Марь Петровна убедилась, что они опасности не представляют и велела мужику, которого звали Степаныч, пропустить их.
– А ничего что Степаныч за вами бегал? – спросила Лада. – Ведь мы могли в это время в деревню зайти.
– Да он уже схлопотал от меня, – сурово ответила Марь Петровна. – Просто коровья смерть сама просочиться не может, ей надо с кем-то из живых. А вас двое – одна могла за собой вторую протащить.
Марь Петровна шагала широко, так что Лада, которой приходилось волочь на себе Морену, отстала.
– Ты это, девонька, готовься, – неожиданно заявила Марь Петровна, – вечером твоя помощь может понадобиться.
Лада кивнула, не вдаваясь в подробности, все равно до утра им с Мореной отсюда не уйти – темная богиня очень слаба.

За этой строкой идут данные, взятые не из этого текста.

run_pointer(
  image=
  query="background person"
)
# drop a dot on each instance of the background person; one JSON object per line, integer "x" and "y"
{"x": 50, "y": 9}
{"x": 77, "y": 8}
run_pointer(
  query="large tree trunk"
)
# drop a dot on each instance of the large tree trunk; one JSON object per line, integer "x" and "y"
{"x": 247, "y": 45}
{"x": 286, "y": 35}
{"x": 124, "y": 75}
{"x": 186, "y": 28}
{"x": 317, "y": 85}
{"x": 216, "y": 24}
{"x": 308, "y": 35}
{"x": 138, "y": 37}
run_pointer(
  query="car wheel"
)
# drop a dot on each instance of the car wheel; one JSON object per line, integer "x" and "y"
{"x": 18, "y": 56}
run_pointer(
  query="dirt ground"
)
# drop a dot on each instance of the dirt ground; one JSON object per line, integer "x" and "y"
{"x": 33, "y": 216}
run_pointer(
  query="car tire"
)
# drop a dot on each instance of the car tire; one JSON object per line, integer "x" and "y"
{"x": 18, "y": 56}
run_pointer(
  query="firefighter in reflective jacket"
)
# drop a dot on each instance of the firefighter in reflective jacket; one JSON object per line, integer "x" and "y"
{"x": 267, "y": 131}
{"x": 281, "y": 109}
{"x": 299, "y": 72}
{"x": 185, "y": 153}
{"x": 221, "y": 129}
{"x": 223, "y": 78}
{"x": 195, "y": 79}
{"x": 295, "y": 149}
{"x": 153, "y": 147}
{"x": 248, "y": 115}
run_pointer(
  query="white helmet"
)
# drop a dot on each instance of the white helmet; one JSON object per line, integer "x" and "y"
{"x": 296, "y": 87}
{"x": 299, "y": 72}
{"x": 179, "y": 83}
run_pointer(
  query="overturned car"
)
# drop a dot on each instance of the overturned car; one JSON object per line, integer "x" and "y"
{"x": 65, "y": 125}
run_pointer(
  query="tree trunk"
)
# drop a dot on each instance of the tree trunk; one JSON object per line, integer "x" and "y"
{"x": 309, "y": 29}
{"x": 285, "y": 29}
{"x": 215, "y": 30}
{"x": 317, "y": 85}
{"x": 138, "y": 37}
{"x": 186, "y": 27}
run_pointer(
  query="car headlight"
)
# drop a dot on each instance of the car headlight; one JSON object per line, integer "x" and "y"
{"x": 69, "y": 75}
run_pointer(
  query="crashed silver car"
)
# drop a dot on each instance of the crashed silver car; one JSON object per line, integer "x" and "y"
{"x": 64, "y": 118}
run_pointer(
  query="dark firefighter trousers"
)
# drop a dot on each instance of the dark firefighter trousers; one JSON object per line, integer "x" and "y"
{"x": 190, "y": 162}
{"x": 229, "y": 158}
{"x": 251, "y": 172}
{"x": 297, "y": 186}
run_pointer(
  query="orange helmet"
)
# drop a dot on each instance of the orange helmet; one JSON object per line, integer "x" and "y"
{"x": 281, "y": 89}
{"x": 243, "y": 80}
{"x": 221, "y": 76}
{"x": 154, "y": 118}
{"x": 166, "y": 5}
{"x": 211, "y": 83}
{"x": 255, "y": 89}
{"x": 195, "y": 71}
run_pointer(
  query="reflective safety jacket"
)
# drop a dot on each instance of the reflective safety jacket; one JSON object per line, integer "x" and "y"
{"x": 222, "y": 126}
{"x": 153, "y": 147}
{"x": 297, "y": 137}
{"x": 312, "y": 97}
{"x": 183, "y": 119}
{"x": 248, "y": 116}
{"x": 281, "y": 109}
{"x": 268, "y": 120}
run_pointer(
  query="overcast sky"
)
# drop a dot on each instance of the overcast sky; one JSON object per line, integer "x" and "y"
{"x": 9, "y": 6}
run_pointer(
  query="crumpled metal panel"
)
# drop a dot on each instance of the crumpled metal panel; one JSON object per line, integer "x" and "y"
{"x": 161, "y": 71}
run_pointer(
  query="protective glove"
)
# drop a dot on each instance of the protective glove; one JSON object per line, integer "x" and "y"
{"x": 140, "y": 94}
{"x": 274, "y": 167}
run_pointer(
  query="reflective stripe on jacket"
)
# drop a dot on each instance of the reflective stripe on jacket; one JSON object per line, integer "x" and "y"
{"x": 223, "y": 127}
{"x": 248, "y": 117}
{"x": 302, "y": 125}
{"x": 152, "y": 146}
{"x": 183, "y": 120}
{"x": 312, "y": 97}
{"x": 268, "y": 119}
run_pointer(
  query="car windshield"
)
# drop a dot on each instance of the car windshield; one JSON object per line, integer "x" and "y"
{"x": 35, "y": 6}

Деревня утопала в яблоневом и грушевом цвету и от этого похорошела. Будто Золушка пришила к старенькому платью белоснежные кружева, сразу превратившись в красавицу. На заборах виднелись кастрюли, сапоги, повешенные на колья, половики. В палисадниках цвели лилейники: рыжие и желтые. Нужная изба находилась отдельно от остальных домов – чудилось, что они сторонятся ее. Марь Петровна громко постучала:
– Бабка Зинаида, мы к вам!
И добавила вполголоса: «Глуховата старуха».
Через некоторое время дверь скрипнула и на пороге показалась хозяйка дома. Меньше всего она походила на старуху: дородная, статная женщина без единой морщинки. Лишь седые волосы выдавали возраст
– Привела? – спросила бабка Зинаида.
Марь Петровна подтолкнула вперед Морену.
– Вот эта лихоманкой порченная.
– Да я вижу. Ты, Петровна, ступай, я ими обеими займусь.